Вы посмотрите, какая у нас жизнь: был у нас тряпичник, ездит такой человек по деревням, собирает где тряпку, где кость, где жестянку, и так год, и два, и три, десять. Через двадцать до того приладился к делу, что в городе склад открыл, а сотня, другая для его дела ездит, и в конце концов из тряпки этой выходит бумага. Теперь человек этот, буржуй, разорен, тряпок никто не собирает, и бумаги нет. Бывало, человек нужник чистит, смотришь на него, мнет ситник, сыт, весел; смотришь теперь, этот же самый человек, ведь они теперь те же самые прежние люди, стоит, чистит нужник, ситника у него нет, а нужник остался, ну, скажите ему, что скоро будет коммуна и все люди пойдут под общего Бога. У меня вот дочка учительница теперь сидит и все книжки читает, начну я ей это свое говорить, а она мне: «Это, папаша, в будущем». Вот почитает, почитает и: «Есть хочу», — а я книжку ей на стол: «На, ешь, а хлеб в будущем».
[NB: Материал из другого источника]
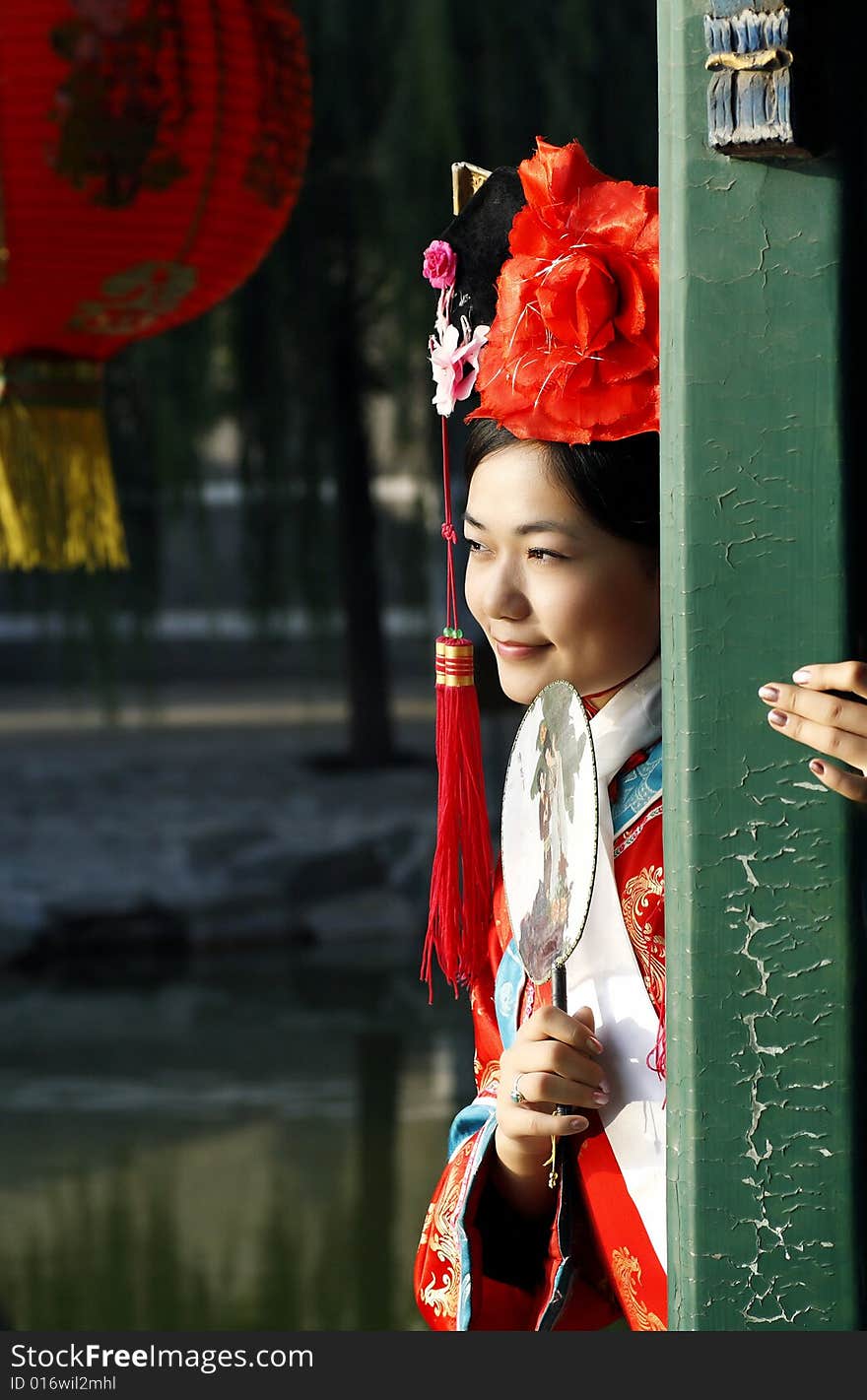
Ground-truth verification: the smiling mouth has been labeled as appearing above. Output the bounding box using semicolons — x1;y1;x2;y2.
495;637;551;661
Все время, как говорил Крыскин, не мог Алпатов разобраться, друг ему этот человек или враг, но когда он до книжки дошел, то понял, что, наверно, враг и просто так хлеб от него взять нельзя: бойся поповской просвиры и мужицкой ветчины.
— Вот вы мне хлеб дали, — сказал он, — а что же мне бы дать вам за хлеб?